L’étude scientifique de l’impôt n’est pas absente sous l’Ancien régime. Mais cette étude est
essentiellement le fait d’économistes, tels Adam Smith, qui étudient le système fiscal dans ses
aspects économiques et, dans une perspective normative, en prescrivent le meilleur usage
pour accroître la « richesse des nations ».
L’étude de l’impôt en tant que tel se concentre alors essentiellement sur la nature de ce
prélèvement.
De Montesquieu à Mirabeau, l’impôt est envisagé comme une « prime d’assurance ». Émile
de Girardin fait sienne cette théorie et l’expose avec la plus grande netteté : « … l’impôt doit
être la prime d’assurance payée par ceux qui possèdent pour s’assurer contre les risques de
nature à les troubler dans leur possession ou leur jouissance ».

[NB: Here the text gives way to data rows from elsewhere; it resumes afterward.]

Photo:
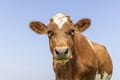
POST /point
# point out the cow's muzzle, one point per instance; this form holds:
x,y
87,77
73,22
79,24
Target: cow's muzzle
x,y
61,52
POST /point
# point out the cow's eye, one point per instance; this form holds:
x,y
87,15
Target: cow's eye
x,y
71,32
50,33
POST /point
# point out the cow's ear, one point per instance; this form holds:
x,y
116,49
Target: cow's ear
x,y
82,24
38,27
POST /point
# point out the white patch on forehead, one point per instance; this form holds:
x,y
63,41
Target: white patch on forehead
x,y
106,76
60,19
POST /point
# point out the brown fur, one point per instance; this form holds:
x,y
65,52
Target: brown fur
x,y
82,61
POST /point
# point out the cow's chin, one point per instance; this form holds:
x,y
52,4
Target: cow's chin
x,y
63,60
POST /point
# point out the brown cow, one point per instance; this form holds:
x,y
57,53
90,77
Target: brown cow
x,y
74,56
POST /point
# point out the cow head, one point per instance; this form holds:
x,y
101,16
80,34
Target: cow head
x,y
61,31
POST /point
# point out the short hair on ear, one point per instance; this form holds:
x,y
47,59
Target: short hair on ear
x,y
38,27
83,24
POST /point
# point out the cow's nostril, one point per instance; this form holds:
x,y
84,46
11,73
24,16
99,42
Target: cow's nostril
x,y
61,51
66,51
56,52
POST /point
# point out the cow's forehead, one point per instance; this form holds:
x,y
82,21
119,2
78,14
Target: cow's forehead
x,y
60,19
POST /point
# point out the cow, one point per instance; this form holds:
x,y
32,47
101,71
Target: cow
x,y
75,57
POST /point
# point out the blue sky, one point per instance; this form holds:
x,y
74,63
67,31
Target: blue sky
x,y
25,55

Pour d’autres auteurs, tels que Proudhon, l’impôt est payé en contrepartie de services rendus :
« L’impôt est un échange. De même que, pour certaines utilités, l’échange se fait de personne
à personne, de même, pour certaines autres utilités, l’échange ne peut se faire que de
particuliers à une personne collective qui a nom l’État » (Proudhon (Pierre-Joseph), Œuvres
complètes, Paris, A. Lacroix, Verboeckhoven et Cie, 1850-1871, 26 tomes, tome 15, Théorie
de l’impôt, 1868, p. 40). Et ces services doivent être rendus à leur coût de revient, sans
bénéfice.
Bien que Proudhon condamne Girardin, il appartient au même courant qui lie l’impôt à une
contrepartie : la sécurité ou la force publique pour l’un, des « services publics » plus
diversifiés pour l’autre.
Cette vision de l’impôt comme échange ou prime d’assurance est bien évidemment liée à une
vision des fonctions de l’État : ce dernier ne doit prélever que l’impôt qui lui est nécessaire
pour remplir les fonctions qui lui sont assignées. Dans la vision de l’impôt-échange de
Proudhon, les services rendus par l’État, qui ne sont pas productifs de richesse, sont
secondaires et doivent être limités au strict minimum.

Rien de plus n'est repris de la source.